Volvamos. El periodismo no le debe a la sociedad la fosa sellada, sí las razones por las que continúa sangrando heces, sí los plenos argumentos, el rostro y las responsabilidades de quien tiene los recursos y el mandato para hacerlo, y no la selló. No tiene el periodista que garantizar que 1600 dólares se queden en la mesa y el techo de un obrero cubano. Pero tiene el deber profesional de exigir –lejos de camuflar– que quienes tomaron decisiones como la de la contratación de los obreros indios no las disimulen por meses poniéndolas al fondo del congelador, ni las justifiquen con argumentos que son, cuando menos, superficiales.

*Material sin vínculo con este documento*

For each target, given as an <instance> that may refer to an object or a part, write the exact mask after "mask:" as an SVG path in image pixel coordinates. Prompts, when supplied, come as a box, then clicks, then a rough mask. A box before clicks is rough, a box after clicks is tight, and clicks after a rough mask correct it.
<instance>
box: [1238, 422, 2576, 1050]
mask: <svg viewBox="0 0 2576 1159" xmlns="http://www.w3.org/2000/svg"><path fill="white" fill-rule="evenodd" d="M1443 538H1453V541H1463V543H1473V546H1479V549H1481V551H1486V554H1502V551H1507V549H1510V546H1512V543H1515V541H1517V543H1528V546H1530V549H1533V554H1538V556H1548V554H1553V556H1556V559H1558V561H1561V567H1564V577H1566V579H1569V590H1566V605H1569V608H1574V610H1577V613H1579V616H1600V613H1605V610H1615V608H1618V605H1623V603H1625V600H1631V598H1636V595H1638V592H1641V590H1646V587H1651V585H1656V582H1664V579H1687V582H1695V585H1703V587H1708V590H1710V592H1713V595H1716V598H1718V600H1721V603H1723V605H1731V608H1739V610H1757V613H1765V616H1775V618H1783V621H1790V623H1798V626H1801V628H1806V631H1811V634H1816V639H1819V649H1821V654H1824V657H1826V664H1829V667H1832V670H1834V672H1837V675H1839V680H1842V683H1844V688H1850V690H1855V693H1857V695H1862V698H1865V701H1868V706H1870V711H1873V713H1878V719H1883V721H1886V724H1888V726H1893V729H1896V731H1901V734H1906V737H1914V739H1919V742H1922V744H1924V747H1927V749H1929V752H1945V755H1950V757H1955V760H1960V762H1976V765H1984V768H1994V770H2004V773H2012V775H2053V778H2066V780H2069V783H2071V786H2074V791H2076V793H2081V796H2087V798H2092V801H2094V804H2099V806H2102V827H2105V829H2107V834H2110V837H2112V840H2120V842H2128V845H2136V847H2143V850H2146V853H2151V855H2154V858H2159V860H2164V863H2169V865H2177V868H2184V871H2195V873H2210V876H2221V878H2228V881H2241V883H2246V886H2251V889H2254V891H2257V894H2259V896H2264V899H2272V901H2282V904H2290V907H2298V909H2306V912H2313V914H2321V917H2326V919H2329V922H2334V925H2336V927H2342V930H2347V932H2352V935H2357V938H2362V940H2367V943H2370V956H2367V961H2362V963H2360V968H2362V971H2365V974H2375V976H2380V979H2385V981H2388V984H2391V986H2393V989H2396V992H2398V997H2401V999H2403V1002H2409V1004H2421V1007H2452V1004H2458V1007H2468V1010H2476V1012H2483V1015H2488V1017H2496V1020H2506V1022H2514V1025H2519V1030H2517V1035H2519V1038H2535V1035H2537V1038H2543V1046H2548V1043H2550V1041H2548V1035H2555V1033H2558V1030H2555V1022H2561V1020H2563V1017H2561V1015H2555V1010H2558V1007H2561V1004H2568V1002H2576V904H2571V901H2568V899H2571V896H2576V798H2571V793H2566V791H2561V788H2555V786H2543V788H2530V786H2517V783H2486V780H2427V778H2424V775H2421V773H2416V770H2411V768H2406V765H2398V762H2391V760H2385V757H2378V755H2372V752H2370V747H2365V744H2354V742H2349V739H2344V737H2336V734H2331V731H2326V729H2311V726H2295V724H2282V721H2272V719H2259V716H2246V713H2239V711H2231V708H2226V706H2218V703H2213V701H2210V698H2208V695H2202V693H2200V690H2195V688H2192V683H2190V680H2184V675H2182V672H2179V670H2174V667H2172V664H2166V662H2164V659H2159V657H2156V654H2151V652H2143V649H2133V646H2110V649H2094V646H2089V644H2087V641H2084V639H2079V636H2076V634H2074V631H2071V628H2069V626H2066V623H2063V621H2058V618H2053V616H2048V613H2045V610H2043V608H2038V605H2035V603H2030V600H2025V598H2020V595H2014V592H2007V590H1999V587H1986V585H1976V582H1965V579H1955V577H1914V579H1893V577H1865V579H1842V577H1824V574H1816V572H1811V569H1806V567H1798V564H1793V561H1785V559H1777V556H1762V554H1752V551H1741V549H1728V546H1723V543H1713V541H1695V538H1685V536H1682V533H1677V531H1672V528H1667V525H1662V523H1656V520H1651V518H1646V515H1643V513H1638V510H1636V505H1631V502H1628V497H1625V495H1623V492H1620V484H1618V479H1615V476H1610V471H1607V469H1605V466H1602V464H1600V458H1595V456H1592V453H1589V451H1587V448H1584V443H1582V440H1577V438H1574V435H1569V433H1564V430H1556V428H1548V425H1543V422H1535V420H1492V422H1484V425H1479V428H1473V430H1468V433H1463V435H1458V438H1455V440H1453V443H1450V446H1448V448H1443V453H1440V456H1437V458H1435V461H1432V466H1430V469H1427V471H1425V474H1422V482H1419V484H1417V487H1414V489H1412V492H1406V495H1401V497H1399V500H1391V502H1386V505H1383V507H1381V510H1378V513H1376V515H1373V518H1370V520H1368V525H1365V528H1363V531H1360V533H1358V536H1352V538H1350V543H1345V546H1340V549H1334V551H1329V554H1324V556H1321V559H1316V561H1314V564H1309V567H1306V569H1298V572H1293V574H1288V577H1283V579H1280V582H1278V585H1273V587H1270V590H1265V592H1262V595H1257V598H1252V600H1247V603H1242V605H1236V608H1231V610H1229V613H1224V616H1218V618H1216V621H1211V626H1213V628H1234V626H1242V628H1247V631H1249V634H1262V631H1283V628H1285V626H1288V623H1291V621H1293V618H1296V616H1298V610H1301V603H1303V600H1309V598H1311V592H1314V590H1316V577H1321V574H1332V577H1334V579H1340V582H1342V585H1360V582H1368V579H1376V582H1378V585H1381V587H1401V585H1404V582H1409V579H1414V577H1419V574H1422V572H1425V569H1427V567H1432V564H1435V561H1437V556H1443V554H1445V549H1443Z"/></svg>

No nos hagan creer resuelta la ecuación a base de productividad sin explicar el radio de salarios entre obreros cubanos / indios. Sin explicarnos, por ejemplo, cómo veintidós años realizando una misma función no es tiempo suficiente para que una empresa forme obreros cubanos capacitados y tenga que contratar extranjeros.

Si el periodista no exige explicaciones, o aún más, si nos vende humo y sirve de parapeto para que otros no tengan que darlas. Si es más funcional en el linchamiento de colegas que en la búsqueda de argumentos y responsabilidades ante problemas no resueltos o errores; entonces no solo no estará ejerciéndose, si no que estará dejando pasar una excelente oportunidad para al menos colaborar, ahora sí, como plomero, agricultor, encofrador o buen liniero.

Quizás esa sea la raíz de todo. Quizás no sea desconocimiento en torno a los límites del oficio sino cruda lógica lo que esconde tanta exigencia por parte de la sociedad. Si no haces lo que te corresponde: periodismo, al menos sé obrero o anapista. Lo que escojas, pero sé.

Hay una exigencia que –deliberadamente– olvidé mencionar al naturalizar la frase de Bastenier. Si al periodismo no le corresponde apuntalar un edificio, para mí parece bastante obvio que tampoco está obligado a tener como innegociable misión salvar o demoler gobiernos. Aunque muy pocos parecen dispuestos a asimilar esa realidad en Cuba, tenemos el derecho, si así lo decidiéramos algunos, de hacer sencillamente periodismo. Sin pancartismo ni activismo político. Sin que nos cueste el linchamiento o nos pongan por infantiles, un babero.

Cierro reformulando la idea de otro autor español aunque corra el riesgo, otra vez, de ser acusado de vándalo. Al periodismo cubano no le haría nada mal gente “que no milite en algo; y (que), en consecuencia, no odie –o descalifique– cuanto –y a cuantos– quede fuera del territorio delimitado por ese algo.” Al periodismo cubano no le vendría nada mal ser periodismo, y punto.